Ever been to a restaurant or doctor's office and found one of those wooden Peg Solitaire boards just lying around? The little triangular board where you hop pegs over each other? The degree to which you compulsively feel a need to pick it up and play it rather than fiddle with your phone is indicative of the interest you'll have for PEG SOLITAIRE on the eShop. It gets far, far more complex than anything you'll just pick at while bored in a restaurant, though.
PEG SOLITAIRE presents players with various playing fields filled with pegs and one empty space. A peg can hop over a single other peg and land in that empty space, which eliminates the peg it jumped over from the board. Players have to jump over pegs until only a single peg remains, and depending on the shape of the board that can get difficult in a hurry. As in, on the first board.
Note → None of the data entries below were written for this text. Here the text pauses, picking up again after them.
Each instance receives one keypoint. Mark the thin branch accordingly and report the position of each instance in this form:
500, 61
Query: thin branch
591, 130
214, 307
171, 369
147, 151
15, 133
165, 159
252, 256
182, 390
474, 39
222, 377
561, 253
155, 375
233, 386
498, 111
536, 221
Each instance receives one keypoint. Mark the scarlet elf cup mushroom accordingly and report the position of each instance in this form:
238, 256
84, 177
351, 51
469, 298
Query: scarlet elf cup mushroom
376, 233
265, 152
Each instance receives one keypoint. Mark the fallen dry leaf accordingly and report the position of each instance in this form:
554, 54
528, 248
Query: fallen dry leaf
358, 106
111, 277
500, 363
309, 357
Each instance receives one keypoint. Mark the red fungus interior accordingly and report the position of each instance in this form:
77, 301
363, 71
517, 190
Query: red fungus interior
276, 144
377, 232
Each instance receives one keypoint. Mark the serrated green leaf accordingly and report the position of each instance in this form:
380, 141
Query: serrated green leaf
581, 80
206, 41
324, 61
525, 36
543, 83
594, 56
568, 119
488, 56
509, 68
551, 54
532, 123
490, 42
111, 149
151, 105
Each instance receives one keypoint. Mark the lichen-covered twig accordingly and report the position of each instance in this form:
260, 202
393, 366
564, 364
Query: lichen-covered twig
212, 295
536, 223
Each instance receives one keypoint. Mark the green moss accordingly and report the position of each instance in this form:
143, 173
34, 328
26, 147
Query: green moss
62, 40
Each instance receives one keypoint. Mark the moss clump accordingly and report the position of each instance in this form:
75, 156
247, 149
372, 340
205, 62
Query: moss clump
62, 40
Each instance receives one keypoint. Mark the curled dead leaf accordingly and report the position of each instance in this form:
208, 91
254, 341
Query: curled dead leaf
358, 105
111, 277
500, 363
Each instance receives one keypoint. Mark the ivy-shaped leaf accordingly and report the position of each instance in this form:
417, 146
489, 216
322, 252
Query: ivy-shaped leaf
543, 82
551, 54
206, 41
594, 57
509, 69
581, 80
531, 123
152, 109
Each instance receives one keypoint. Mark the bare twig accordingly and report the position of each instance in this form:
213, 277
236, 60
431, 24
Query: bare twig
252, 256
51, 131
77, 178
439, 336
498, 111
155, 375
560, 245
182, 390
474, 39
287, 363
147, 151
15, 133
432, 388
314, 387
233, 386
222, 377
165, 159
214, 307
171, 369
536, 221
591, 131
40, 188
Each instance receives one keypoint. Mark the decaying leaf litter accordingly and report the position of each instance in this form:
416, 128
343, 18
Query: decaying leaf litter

There's nothing special about the presentation here, but the controls work well. The pegs are large on the GamePad, which makes them easy to select with the stylus and move around. The pegs also snap to the next available spot if you hover anywhere near it, so there's no fussing involved in getting your move to work correctly. Even if you do mess up there's an undo button that will let you go back a move. This is handy, given that a single wrong move will eventually make the board unsolvable, but it doesn't let you undo multiple moves. It helps, but not a lot.
PEG SOLITAIRE presents players with 14 different puzzles to solve, each laid out in various ways to provide new challenges. They'll keep players busy for a while as they're all challenging, and the game keeps track of how many moves you made so you can attempt to do better on future runs on a given board. The only downfall is that the same tile is open every single time, so once you find a good solution to the puzzle there's really nothing more to be gained from playing it. Having a valid but random open tile might have added a little more replay value to the game.
The music is quite catchy and upbeat, which will help divert some of the puzzle rage you may be feeling after messing up a given board for the tenth time. The visuals themselves aren't all that impressive, though, offering a very simple experience - don't expect a flourish when you beat a board, as the game is quite sparse. You'll be seeing a lot of green pegs, brown boards, grey backgrounds, and little else.
At its asking price, PEG SOLITAIRE is cheaper than a set of real-life peg solitaire boards. At the same time, a real-world one might provide a little more variety with the ability to leave whichever space you want empty when you start the puzzle. If you enjoy complex brainteasers with simple rules, then, this will be a fun but limited way to while away some time. The Wii U's GamePad is far more expensive if you break it out of frustration than a little wooden toy is, though.